Avec le soutien de Madame Carter, en 2005, First Step Initiative est devenue une organisation caritative du type 501 (c) (3) dont le but est d’aider 11.000 femmes. En tant que Directrice Générale, Chingwell s’est rendue en RDC pour jeter les bases de l’organisme et rechercher des partenaires qui auraient une présence de confiance dans la communauté. Selon Chingwell, l’argent que First Step Initiative offre est seulement une partie de la prestation. Tout aussi important est l’effort d’inspirer les femmes et de les aider à voir leur propre force.

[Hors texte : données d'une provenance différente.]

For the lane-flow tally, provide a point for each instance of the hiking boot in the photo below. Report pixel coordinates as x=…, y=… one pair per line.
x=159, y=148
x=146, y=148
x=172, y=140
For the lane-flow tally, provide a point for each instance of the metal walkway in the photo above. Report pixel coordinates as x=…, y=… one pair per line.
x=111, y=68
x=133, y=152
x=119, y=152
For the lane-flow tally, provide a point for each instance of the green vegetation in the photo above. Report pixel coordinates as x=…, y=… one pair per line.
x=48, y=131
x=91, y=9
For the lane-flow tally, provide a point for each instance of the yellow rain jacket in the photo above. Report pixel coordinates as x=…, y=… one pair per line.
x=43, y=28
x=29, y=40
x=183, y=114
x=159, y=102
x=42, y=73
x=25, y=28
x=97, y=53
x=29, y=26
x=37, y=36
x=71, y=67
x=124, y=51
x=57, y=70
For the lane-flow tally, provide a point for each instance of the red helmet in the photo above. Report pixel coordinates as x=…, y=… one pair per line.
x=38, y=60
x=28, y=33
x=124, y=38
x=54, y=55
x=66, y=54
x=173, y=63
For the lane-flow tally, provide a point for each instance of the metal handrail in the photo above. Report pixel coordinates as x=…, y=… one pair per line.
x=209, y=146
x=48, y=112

Chingwell a toujours apprécié l’importance d’une présence sur le terrain. Cela envoie à la communauté un message puissant : « Je crois en toi. Travaillons ensemble.. »

En 2012, First Step Initiative a changé le modèle de micro-finance en faveur de l’octroi de subventions à des « merry-go-rounds, » un modèle qui a une longue histoire de succès en RDC.

Chingwell est reconnaissante des opportunités qu’elle a eues de poursuivre sa vision même à l‘époque où elle n’avait pas encore l’ensemble des compétences pour y arriver. A l’avenir, elle croit que le Conseil de First Step Initiative et les partisans aux Etats-Unis peuvent à la fois instruire et apprendre des choses par leur contact avec les femmes du Congo. Les Occidentaux trouveront beaucoup à admirer dans la résilience et l’esprit des Congolaises avec qui l’Initiative travaille.

Comme notre fondatrice, Chingwell Mutombu reste activement impliquée dans le travail de First Step Initiative.